Altrimenti, in sintesi, la Russia dovrebbe superare 800.000 soldati morti o disabili a vita prima dell’insediamento di Trump. Anche i nordcoreani hanno perso più di un terzo dei loro corpi espatriati, in appena un mese. Kiev e gli europei stanno mettendo a punto le loro armi anti-droni, basandosi su laser e onde radio. Tra poco ci vorranno 120 rubli per comprare un dollaro, ma per i russi non è il peggio. Si tratta di ripristinare i confini economici tra le varie repubbliche per bloccare i prezzi dei prodotti di prima necessità qua e là. Per ridurre gli aumenti insopportabili per redditi modesti. Cosa genererà o un intenso traffico interno tra regioni dove i prezzi saranno diversi, abbinato al mercato nero, o la creazione di dogane interne. Un po’ come il presagio di mezza età.
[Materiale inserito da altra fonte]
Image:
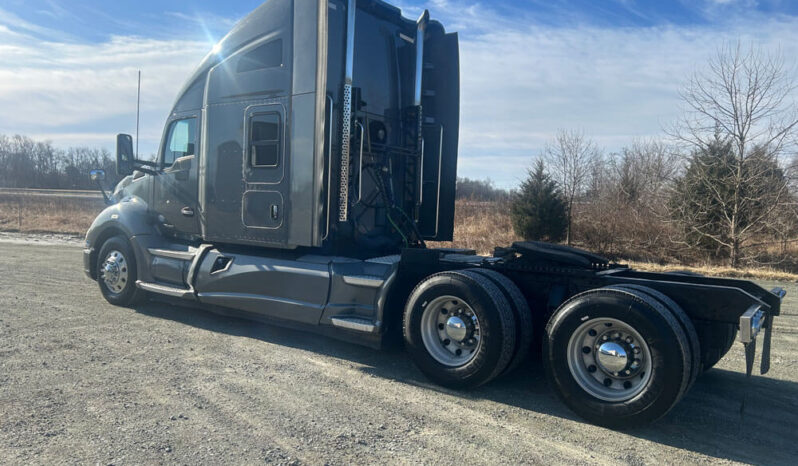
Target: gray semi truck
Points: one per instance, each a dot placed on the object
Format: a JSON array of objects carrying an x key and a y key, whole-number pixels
[{"x": 302, "y": 168}]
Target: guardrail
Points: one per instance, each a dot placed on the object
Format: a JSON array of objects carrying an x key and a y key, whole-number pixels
[{"x": 62, "y": 193}]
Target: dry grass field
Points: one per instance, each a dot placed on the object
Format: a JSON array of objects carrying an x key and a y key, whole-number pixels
[
  {"x": 479, "y": 225},
  {"x": 33, "y": 213}
]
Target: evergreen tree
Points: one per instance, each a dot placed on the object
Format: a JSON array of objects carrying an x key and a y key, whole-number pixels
[{"x": 538, "y": 211}]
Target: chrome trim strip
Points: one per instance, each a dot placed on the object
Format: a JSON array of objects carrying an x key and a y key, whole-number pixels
[
  {"x": 165, "y": 290},
  {"x": 369, "y": 281},
  {"x": 172, "y": 254},
  {"x": 346, "y": 126},
  {"x": 421, "y": 26},
  {"x": 354, "y": 323},
  {"x": 329, "y": 168},
  {"x": 360, "y": 163},
  {"x": 438, "y": 196}
]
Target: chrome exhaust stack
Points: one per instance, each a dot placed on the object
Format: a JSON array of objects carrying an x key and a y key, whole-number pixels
[{"x": 421, "y": 27}]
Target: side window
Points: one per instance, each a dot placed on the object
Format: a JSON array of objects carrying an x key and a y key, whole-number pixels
[
  {"x": 179, "y": 141},
  {"x": 268, "y": 55},
  {"x": 264, "y": 140}
]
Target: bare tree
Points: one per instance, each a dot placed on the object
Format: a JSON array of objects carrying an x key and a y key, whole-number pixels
[
  {"x": 570, "y": 158},
  {"x": 743, "y": 99}
]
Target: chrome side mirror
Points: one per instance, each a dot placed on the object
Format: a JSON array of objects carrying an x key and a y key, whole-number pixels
[{"x": 97, "y": 175}]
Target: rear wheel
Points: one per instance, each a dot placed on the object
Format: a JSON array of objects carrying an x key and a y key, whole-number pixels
[
  {"x": 459, "y": 329},
  {"x": 645, "y": 292},
  {"x": 116, "y": 272},
  {"x": 521, "y": 312},
  {"x": 615, "y": 359}
]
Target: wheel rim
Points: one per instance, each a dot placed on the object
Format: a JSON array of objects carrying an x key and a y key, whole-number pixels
[
  {"x": 114, "y": 272},
  {"x": 609, "y": 359},
  {"x": 450, "y": 331}
]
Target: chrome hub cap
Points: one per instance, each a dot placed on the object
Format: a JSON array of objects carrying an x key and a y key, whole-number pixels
[
  {"x": 456, "y": 328},
  {"x": 450, "y": 331},
  {"x": 609, "y": 359},
  {"x": 612, "y": 357},
  {"x": 113, "y": 272}
]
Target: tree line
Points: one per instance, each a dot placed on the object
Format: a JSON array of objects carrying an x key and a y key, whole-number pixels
[
  {"x": 721, "y": 185},
  {"x": 27, "y": 163}
]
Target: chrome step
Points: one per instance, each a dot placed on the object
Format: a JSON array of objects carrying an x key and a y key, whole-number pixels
[
  {"x": 174, "y": 254},
  {"x": 357, "y": 324},
  {"x": 165, "y": 290}
]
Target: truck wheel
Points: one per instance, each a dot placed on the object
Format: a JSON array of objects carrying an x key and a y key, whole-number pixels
[
  {"x": 116, "y": 272},
  {"x": 687, "y": 324},
  {"x": 459, "y": 329},
  {"x": 718, "y": 339},
  {"x": 521, "y": 312},
  {"x": 615, "y": 359}
]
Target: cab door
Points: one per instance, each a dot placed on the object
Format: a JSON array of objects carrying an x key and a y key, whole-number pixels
[{"x": 176, "y": 195}]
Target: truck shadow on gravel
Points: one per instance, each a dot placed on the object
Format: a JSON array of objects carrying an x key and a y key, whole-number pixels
[{"x": 725, "y": 415}]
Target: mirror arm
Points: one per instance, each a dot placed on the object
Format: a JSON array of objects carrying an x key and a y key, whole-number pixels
[
  {"x": 106, "y": 199},
  {"x": 147, "y": 170}
]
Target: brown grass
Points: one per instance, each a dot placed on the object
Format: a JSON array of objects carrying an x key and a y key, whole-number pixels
[
  {"x": 481, "y": 226},
  {"x": 761, "y": 273},
  {"x": 47, "y": 214}
]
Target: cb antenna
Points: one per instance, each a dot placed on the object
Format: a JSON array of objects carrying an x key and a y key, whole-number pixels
[{"x": 138, "y": 106}]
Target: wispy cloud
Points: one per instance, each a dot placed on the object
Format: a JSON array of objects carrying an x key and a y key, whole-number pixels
[
  {"x": 73, "y": 91},
  {"x": 522, "y": 78}
]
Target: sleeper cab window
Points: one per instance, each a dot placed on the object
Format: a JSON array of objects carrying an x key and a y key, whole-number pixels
[
  {"x": 268, "y": 55},
  {"x": 264, "y": 143},
  {"x": 180, "y": 141}
]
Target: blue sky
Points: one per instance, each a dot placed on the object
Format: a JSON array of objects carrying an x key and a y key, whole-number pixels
[{"x": 611, "y": 68}]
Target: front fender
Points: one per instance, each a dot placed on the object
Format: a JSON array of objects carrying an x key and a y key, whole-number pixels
[{"x": 129, "y": 217}]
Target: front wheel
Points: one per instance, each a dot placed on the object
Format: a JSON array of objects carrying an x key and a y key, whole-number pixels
[
  {"x": 615, "y": 359},
  {"x": 116, "y": 272}
]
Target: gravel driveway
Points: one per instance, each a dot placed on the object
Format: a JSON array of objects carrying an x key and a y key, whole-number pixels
[{"x": 82, "y": 381}]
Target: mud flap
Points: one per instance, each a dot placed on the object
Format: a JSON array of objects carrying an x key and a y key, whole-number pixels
[{"x": 764, "y": 366}]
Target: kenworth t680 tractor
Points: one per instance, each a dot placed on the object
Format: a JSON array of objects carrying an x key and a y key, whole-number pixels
[{"x": 303, "y": 167}]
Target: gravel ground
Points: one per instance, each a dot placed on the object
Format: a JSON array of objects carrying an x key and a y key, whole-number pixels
[{"x": 82, "y": 381}]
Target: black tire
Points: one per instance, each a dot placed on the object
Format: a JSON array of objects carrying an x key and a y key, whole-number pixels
[
  {"x": 130, "y": 294},
  {"x": 521, "y": 312},
  {"x": 669, "y": 366},
  {"x": 717, "y": 339},
  {"x": 687, "y": 325},
  {"x": 497, "y": 328}
]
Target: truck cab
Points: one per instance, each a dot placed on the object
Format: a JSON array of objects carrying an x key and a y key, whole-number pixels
[{"x": 316, "y": 137}]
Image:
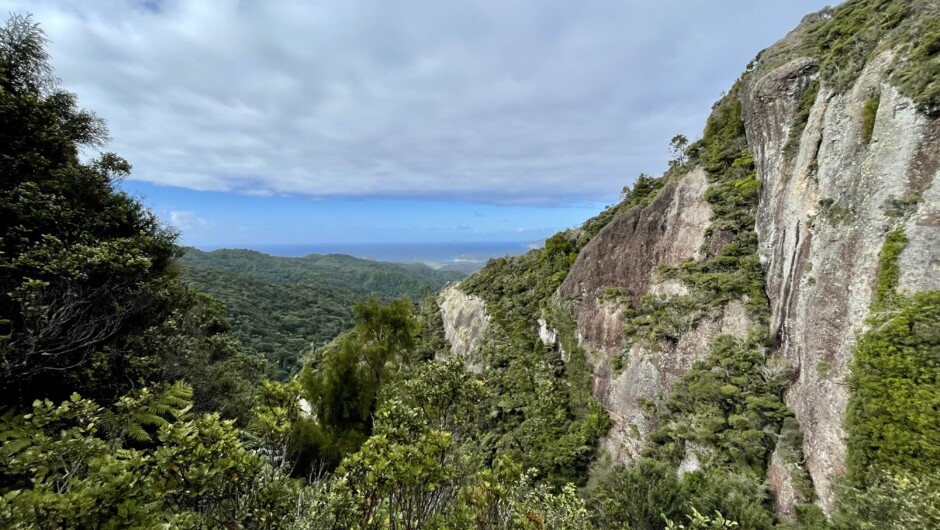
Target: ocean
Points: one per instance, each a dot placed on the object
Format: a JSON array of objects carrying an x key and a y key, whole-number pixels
[{"x": 466, "y": 257}]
Con la chiusura dei rubinetti del gas russo ucraino, Mosca si trova privata di entrambe le valute conseguenti ma anche dei suoi principali mezzi di pressione sui leader occidentali. Orban e Fico renderanno questa esperienza amara, senza contare i leader della Transnistria la cui potenza economica si basava sull’elettricità a buon mercato consentita dal gas russo. 

Auguriamo a Putin il peggior anno possibile, il 2025 è ben andato.